Verification of PLAUR expression and analysis of its functional mechanism
We downloaded ccRCC expression profile data from the ICGC (International Cancer Genome Consortium) database and the GSE53757 expression profile dataset and clinical information from the GEO (Gene Expression Omnibus) database. The GSE53757 dataset contained a normal cohort (n = 72) and a ccRCC cohort (n = 72). The expression of PLAUR in these two different cohorts was analyzed using the same analysis method as previously described.To understand the function and mechanism of PLAUR in ccRCC, we screened PLAUR coexpressed genes based on TCGA expression data. The screening condition was correlations with | r |> 0.4, P < 0.01. The DAVID database (https://david.ncifcrf.gov/) was used to perform GO (Gene Ontology) and KEGG (Kyoto Encyclopedia of Genes and Genomes) analyses, and both were screened for differential results with FDR < 0.05. We also used the GSEA method to analyze the pathways affected by PLAUR expression. GSEA 4.1.0 software was used, and the results were considered significant at FDR<0.05. All the above results were visualized using R language software 3.6.1.

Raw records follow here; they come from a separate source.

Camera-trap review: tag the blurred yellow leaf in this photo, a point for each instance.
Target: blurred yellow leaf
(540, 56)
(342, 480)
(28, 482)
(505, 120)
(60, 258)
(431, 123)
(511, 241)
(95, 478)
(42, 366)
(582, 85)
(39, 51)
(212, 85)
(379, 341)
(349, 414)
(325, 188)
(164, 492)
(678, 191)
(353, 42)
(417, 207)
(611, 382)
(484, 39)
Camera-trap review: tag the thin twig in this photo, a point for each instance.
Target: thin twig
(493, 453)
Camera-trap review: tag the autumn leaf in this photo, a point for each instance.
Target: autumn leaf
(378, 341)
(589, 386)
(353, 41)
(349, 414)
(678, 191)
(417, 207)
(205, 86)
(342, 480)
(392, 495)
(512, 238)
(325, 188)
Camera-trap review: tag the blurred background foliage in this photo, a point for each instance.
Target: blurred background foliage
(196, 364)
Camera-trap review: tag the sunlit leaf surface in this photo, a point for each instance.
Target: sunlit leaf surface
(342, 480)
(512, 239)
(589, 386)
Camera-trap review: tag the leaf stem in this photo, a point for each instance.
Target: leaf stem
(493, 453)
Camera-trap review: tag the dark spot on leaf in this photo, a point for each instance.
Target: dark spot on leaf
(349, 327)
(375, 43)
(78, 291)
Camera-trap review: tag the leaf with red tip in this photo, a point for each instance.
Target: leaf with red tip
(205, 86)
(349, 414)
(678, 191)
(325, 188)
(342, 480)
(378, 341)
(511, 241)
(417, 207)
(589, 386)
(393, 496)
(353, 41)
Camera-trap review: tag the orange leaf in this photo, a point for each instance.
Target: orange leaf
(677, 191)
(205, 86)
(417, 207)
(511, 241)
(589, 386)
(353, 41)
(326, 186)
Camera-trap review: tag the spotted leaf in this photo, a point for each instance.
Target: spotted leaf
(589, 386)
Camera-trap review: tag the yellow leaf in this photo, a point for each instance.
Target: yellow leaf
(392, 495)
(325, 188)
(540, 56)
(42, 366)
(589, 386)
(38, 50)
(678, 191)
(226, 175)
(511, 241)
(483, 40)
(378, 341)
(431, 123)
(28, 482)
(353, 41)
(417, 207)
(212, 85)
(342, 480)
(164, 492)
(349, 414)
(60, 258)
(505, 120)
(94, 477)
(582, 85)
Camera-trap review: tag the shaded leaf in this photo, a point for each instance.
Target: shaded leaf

Correlation between PLAUR expression and ccRCC immune infiltration
Based on the expression matrix of ccRCC in TCGA, we calculated the ImmuneScore of ccRCC using the R language “estimate” package, merged the ImmuneScore with the clinical data of patients, and analyzed the correlation between the ImmuneScore and clinical characteristics using the “limma” package. We also calculated the percentage of 21 immune cell types for each sample using the “CIBERSORT” algorithm [23]. P<0.05 was used as a filtering condition to remove inaccurate results. The difference in immune cell infiltration content between the high and low PLAUR expression groups was calculated using the wilcox test function and expression was considered to be different at P<0.05. In addition, we analyzed the correlation between PLAUR expression and the expression of 10 immune checkpoint genes [24]. The above results are visualized using the “ggpubr” and “vioplot” packages.
Results
Pan-cancer analysis of PLAUR expression helped us comprehensively understand the overall expression of the gene in human tumors. Fig 1A shows the ranking of the mean expression of this gene in 33 tumors, and Fig 1B shows the differential expression of this gene in 33 tumors. The results showed that PLAUR genes were differentially expressed at high levels in BRCA, CHOL, COAD, ESCA, GBM, HNSC, KIRC, KIRP, STAD, THCA and UCEC, while they were differentially expressed at low levels in KICH and LUSC (P<0.01). The results of OS analysis, DSS analysis and PFI analysis of PLAUR expression across 33 types of tumors showed that high expression of PLAUR in tumors was significantly correlated with poor prognosis, including in the tumor KIRC (Fig 1C–1E).
Fig 1
Pan-cancer expression analysis of PLAUR in 33 tumors.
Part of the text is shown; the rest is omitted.